Theodor:  Wir haben mit dem Impetus angefangen, Menschen im Chocó zu helfen, Armen, Kranken, Unterdrückten, Gefährdeten – das sind insbesondere Frauen und Mädchen, Afrokolumbianerinnen wie Indigene, mit je eigenen Problemen. JETZT stellen wir fest, dass unsere Arbeit den einzelnen Mädchen zwar hilft, aber für die Gemeinschaft auch eine zweite Seite haben kann: Stichwort braindrain, Stichwort Entfremdung, Stichwort Anpassung und Konformisierung. Das haben wir aber auf dem Schirm und thematisieren das auch mit unseren Partnerinnen und Partnern. Ein Prozess, bei dem wir alle lernen. Am Ende ist es wahrscheinlich genauso falsch, Leute in unsere Vorstellung von Fortschritt und „richtiger“ Kultur hineinzupressen, wie es falsch wäre, dort nicht zu helfen, wo Hilfe wirklich gebraucht wird, nur aus Sorge um den Erhalt einer vermeintlichen „kulturellen Authentizität“ und einer „wilden Ursprünglichkeit“, die letztlich ja auch nur ein romantisches europäisches Konstrukt ist.
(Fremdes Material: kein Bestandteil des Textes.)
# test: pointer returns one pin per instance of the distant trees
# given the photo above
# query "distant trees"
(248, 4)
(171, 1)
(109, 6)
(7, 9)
Blog-Team: Klingt, als würdest Du Dir viele Gedanken darüber machen?

Ja, das stimmt schon. Das habe ich einem Gründungsmitglied zu verdanken, die nun leider nicht mehr dabei ist. Ich war in dieser Hinsicht sehr naiv. Das hat sie gründlich geändert. Allerdings darf man dieses schwierige Thema auch nicht ideologisieren. John McWhorter, ein US-amerikanischer Linguist, hat kürzlich ein kontroverses Buch veröffentlicht: „Die Auserwählten“ („woke racism“ im Original). Einiges von dem, was er schreibt, überzeugt mich, anderes nicht: U.a. appelliert er an die Kraft der [indigenen] Gemeinschaft und sagt, dass diese es überhaupt nicht nötig hat darauf zu warten, dass offen rassistische weiße Menschen oder solche mit impliziten Vorurteilen, ihre Meinung über sie ändern, bzw. ihre impliziten Stereotypen vollständig reflektiert haben. So wichtig und wünschenswert das auch wäre, teilweise haben die identitätspolitischen Debatten unserer Zeit etwas Akademisches und, das erlebe ich auch als Arzt in meinem Alltag: Wenn man einmal neben einem Menschen steht, der wirklich arm dran ist, haben sich einige Fragen dazu, was zu tun ist, über die ganzen Bücher ohne Ergebnis geschrieben wurden, schon längst von alleine beantwortet. Da wünsche ich mir manchmal, wir wären mit unseren ganzen klugen Gedanken und Diskussionen schneller auf der Handlungsebene.